Didier Vinolas dit aussi qu’un de ses anciens camarades à l’ENA est devenu chef des renseignements généraux. Il s’appelle Michel, et lui a confié que certains des commanditaires de l’assassinat courraient toujours – il lui donnera les initiales de deux d’entre eux (NON, ce n’était pas FL et NC). C’EST TOUT ? Michel des RG, si tu nous lis, bouge ton gros popotin d’énarque et raconte-nous tout. Tu peux m’envoyer un petit mail-confession via mon formulaire de contact. Vérité sera enfin faite, justice rendue, et puis j’aurai un bon truc à mettre sur mon CV moribond. Olive sur la pizza, Didier Vinolas est convaincu de l’innocence d’Yvan Colonna. Quant à moi, j’ai toujours faim ; mais j’ai toujours un bourrelet.

Je ne sais pas vous, mais je trouve ce témoignage très intéressant. J’ai bien envie de lui poser plein de questions, à Didier. Les parties civiles, elles, n’en ont aucune. En gros, ils s’en foutent, c’est bientôt l’été et ils ont très envie de partir en vacances, et si on ajoute des témoins supplémentaires, c’est râpé pour la plage. Du côté de la défense, on s’énerve : Maître Simeoni est furax, je ne comprends rien à ce qu’il raconte, pourtant parlu corsu. Yvan Colonna, lui, crie comme un goret dans sa cage à poules que ça fait huit ans qu’il croupit à Fresnes, et que c’est pas tip-top.

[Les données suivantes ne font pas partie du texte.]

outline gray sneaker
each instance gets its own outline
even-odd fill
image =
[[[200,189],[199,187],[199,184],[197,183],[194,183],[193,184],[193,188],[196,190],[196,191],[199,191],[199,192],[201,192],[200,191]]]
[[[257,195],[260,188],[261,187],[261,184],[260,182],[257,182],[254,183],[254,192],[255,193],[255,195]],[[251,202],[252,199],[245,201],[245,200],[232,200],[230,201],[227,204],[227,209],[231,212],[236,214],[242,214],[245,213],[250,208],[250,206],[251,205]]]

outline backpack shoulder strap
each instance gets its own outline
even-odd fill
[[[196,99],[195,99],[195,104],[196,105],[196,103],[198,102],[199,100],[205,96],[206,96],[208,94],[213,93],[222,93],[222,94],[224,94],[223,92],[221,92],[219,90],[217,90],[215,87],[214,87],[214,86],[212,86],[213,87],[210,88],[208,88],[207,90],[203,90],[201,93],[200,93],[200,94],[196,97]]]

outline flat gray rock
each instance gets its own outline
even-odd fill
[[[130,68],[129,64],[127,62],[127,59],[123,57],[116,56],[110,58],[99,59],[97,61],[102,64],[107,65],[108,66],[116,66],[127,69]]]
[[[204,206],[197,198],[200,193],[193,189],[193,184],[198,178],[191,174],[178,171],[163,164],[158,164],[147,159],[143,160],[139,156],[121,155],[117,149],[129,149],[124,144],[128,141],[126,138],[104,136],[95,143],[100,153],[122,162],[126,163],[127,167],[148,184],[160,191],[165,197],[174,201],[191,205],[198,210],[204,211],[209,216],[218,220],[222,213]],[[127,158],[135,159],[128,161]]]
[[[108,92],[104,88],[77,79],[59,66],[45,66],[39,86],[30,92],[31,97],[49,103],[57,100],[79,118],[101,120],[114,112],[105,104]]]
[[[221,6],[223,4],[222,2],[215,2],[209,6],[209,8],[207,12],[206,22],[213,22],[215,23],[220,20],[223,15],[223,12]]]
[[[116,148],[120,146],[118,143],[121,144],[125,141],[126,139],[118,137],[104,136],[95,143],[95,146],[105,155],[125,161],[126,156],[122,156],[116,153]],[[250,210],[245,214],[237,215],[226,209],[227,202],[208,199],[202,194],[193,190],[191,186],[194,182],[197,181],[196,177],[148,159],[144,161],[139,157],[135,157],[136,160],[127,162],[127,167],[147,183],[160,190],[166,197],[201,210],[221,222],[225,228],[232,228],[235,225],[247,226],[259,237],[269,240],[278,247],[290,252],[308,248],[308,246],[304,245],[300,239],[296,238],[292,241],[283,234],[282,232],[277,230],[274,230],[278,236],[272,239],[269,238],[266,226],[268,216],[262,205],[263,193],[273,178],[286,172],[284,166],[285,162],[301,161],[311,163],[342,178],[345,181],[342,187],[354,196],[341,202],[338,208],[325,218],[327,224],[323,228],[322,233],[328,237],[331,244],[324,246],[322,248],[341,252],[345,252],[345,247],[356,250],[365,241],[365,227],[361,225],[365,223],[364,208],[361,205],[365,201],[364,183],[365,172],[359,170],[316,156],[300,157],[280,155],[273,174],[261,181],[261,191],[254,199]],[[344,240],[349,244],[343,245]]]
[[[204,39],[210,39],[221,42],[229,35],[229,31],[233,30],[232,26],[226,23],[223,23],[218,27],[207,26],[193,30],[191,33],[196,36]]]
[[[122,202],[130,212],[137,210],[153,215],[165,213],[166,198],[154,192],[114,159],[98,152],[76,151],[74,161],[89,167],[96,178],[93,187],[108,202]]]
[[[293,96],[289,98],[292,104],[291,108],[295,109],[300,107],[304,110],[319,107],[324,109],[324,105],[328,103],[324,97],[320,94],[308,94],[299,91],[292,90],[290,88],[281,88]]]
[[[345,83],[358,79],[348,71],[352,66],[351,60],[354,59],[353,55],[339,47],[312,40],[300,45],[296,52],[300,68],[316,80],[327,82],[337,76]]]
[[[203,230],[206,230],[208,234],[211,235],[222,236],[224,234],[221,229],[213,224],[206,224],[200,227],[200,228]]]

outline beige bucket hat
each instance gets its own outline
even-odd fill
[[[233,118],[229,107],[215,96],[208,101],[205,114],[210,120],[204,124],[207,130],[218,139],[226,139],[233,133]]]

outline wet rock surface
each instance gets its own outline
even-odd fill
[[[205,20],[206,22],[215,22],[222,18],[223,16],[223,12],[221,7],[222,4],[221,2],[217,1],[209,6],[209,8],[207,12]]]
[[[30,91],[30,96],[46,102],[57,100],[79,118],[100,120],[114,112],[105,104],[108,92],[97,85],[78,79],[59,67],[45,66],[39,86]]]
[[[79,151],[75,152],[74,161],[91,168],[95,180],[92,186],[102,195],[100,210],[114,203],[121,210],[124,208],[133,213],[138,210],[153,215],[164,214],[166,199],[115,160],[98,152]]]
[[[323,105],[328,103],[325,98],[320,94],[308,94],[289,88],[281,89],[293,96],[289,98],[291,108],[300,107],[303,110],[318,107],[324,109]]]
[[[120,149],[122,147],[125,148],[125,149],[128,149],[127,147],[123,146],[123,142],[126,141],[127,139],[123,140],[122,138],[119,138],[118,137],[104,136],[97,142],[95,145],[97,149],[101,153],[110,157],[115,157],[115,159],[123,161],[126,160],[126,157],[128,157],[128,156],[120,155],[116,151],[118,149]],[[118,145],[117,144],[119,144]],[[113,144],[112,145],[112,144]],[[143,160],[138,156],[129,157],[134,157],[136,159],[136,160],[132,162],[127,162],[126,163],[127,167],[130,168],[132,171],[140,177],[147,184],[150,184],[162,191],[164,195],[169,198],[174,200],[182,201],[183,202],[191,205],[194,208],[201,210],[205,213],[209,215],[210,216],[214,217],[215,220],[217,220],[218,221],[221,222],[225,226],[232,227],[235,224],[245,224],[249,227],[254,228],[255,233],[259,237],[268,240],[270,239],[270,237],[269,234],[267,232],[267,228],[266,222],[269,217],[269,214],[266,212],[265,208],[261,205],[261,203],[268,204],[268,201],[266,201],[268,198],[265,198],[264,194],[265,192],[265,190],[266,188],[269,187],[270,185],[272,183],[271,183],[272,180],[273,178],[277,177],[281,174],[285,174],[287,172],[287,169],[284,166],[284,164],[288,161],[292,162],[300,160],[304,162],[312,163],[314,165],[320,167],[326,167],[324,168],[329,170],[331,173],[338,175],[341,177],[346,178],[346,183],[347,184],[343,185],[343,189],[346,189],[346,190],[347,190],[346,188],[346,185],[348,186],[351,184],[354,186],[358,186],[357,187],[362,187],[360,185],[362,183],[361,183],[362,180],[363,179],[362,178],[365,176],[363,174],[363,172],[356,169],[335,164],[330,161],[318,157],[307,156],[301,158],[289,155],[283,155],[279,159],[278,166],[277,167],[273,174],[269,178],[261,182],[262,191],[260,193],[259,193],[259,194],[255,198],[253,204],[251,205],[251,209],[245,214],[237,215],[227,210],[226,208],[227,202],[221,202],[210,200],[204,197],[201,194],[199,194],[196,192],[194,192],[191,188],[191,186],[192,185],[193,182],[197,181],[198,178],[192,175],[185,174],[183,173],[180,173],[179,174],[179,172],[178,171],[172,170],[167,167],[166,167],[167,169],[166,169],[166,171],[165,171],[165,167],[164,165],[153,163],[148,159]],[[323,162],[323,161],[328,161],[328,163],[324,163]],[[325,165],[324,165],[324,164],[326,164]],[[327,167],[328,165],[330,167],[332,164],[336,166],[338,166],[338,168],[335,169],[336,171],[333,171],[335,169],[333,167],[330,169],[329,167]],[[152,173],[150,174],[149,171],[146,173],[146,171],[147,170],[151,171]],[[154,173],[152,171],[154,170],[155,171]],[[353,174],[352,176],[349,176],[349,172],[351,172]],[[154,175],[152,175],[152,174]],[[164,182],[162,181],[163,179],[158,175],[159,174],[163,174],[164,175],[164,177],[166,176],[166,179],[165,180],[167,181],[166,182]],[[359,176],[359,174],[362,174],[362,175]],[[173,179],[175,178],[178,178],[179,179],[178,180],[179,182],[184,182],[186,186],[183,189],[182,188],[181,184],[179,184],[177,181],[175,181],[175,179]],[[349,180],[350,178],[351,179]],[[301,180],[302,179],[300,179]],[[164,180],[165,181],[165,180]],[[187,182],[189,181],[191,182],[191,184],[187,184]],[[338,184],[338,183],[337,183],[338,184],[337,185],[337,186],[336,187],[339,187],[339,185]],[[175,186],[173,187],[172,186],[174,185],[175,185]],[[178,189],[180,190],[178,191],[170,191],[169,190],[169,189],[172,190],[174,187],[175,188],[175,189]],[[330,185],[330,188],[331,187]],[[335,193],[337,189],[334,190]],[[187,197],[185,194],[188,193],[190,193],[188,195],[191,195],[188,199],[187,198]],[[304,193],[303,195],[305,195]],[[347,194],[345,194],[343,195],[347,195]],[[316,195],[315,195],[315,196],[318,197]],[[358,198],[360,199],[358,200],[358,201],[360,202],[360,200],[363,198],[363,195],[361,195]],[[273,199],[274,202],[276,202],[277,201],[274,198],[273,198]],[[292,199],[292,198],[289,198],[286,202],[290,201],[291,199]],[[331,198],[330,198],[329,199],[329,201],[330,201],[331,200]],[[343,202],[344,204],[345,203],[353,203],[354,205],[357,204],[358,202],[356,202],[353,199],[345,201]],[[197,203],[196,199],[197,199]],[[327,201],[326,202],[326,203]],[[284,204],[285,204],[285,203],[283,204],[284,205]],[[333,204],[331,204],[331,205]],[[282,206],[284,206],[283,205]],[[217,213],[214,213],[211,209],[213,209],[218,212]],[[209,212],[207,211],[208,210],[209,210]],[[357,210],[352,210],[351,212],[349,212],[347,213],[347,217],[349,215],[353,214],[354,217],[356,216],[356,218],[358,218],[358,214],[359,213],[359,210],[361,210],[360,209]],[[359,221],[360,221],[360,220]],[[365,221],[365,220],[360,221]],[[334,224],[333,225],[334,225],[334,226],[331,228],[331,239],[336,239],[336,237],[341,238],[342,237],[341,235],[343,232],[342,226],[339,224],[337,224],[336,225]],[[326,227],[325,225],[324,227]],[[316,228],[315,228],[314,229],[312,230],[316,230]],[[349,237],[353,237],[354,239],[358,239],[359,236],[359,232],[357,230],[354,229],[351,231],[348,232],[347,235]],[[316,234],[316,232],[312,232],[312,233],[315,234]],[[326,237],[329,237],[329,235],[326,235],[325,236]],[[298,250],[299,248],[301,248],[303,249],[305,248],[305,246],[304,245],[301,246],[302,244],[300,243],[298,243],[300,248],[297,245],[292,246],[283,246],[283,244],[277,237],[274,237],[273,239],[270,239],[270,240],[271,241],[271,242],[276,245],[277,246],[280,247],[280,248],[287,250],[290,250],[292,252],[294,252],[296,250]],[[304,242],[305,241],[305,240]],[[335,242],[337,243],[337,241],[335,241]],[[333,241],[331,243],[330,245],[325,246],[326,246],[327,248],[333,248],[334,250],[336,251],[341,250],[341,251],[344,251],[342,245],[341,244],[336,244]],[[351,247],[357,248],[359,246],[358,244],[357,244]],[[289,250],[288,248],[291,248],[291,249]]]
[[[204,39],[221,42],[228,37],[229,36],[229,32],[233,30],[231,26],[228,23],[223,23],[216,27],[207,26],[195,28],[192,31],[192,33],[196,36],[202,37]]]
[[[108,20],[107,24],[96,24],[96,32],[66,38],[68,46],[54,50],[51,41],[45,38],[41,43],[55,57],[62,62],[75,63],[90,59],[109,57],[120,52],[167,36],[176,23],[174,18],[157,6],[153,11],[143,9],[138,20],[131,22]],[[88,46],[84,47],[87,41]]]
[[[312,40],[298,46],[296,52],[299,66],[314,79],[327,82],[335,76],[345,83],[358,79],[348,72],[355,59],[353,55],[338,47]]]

Le mot de la fin revient au président Hervé Stephan : « Si je fais venir témoigner tous les gens que vous citez, ça va faire du monde. Enfin, on n’est pas pressés, non plus. Bon, bon, on verra tout ça jeudi matin, ça vous va ? ».

Emile Zola tient à réagir : il trouve cette conclusion formidable.